Thursday night against Boston — and still playing without Kevin Durant — it was Kyrie Irving’s turn to take over for Brooklyn. He dropped 40 on his former team — including scoring eight points in a late 13-3 run that sealed the game — leading the Nets as they pulled away for a 121-109 win.

Irving was cooking, and it’s a joy to watch him play the way he did Thursday night (unless you’re Brad Stevens). He was draining deep threes, hitting impossible to stop little 10-12 foot fadeaways, and when Boston made a defensive mistake (like Kemba Walker going over the screen here, leaving Daniel Theis isolated against Irving), he made them pay.

This is Brooklyn’s 11th win in 12 games, and it followed the pattern of those other wins: elite scorers doing their thing (Harden had 22 and flirted with a triple-double) while Brooklyn played solid, average defense — Boston had an offensive rating of 112.4, right about the league average.

The bigger concern for Boston fans? Brooklyn’s bench was much better than this one. Actual starters vs. starters minutes were fairly even (Irving, even with his 40, was +1 for the game). The benches were the difference. Landry Shamet had a strong night for Brooklyn hitting six threes for 18 points, but everyone on the Nets bench was a positive.

Boston got Marcus Smart back and that will help as he finds his form again, but Grant Williams, Jeff Teague, and Payton Pritchard all struggled. Danny Ainge has work to do on this roster if the Celtics are going to be a threat to teams like Brooklyn come the playoffs. Right now, the Nets are just playing on a higher level.

And soon Brooklyn gets Kevin Durant back.

2) Rockets, P.J. Tucker agree to part ways; team looks for trade

P.J. Tucker has been available via trade since the day after James Harden got his wish to go to Brooklyn. Maybe before.
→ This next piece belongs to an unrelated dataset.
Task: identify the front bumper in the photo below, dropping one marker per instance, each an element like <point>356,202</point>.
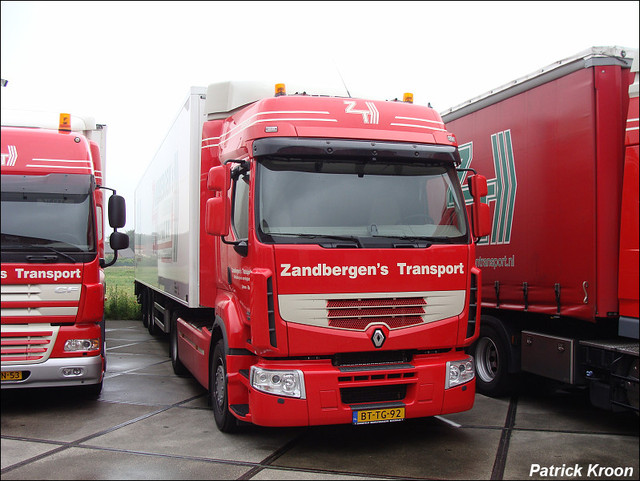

Yet Tucker is still a Rocket. He was frustrated enough with the situation that he told the Rockets he would not play in Thursday night’s game against the Kings, and he will be away from the team until he is traded (or bought out). Rockets coach Stephen Silas confirmed all this right after the Kings handed the Rockets their 14th straight loss.

There are teams interested in Tucker — the Lakers, Bucks, Heat, Nets, and others — but the Rockets want a quality young player back in a trade, not just more picks (they got plenty of those from Brooklyn). That is what has slowed talks, teams are reticent to give up young players they like.

Houston has been willing to wait it out, feeling the trade deadline’s pressure would get some team to flip and put a player they want in the mix. Tucker isn’t willing to wait any longer. He’s out, and he’s very likely played his last game ever as a Houston Rocket.

3) Tony Snell game-winner? Atlanta will take it, beats Toronto

John Schuhmann of NBA.com noted a telling stat after the game: Tony Snell has shot 58% on catch-and-shoot threes this season. Those things find their way into NBA team scouting reports, specifically so teams don’t do things like leave Snell open for a catch-and-shoot three in a clutch situation.

Toronto forgot that note.

Atlanta was down two with 7.1 seconds left and had the ball for one final shot. The Hawks wisely got the rock to Trae Young to let him create, he drove into the lane, and the entire Raptors defense followed him — all five Toronto defenders sagged below the free throw line.

Snell recognized it. He had been in the weakside corner but relocated to an open space on the wing. Young had the vision to see Snell — he didn’t make the easy relief valve pass out, he found the harder to locate open man — and it led to the shot of the night.

Atlanta got the kind of win it needs more of — against a team above it in the standings — if Nate McMillan and company are going to climb up into the postseason. It was a good way to start the second half of the season.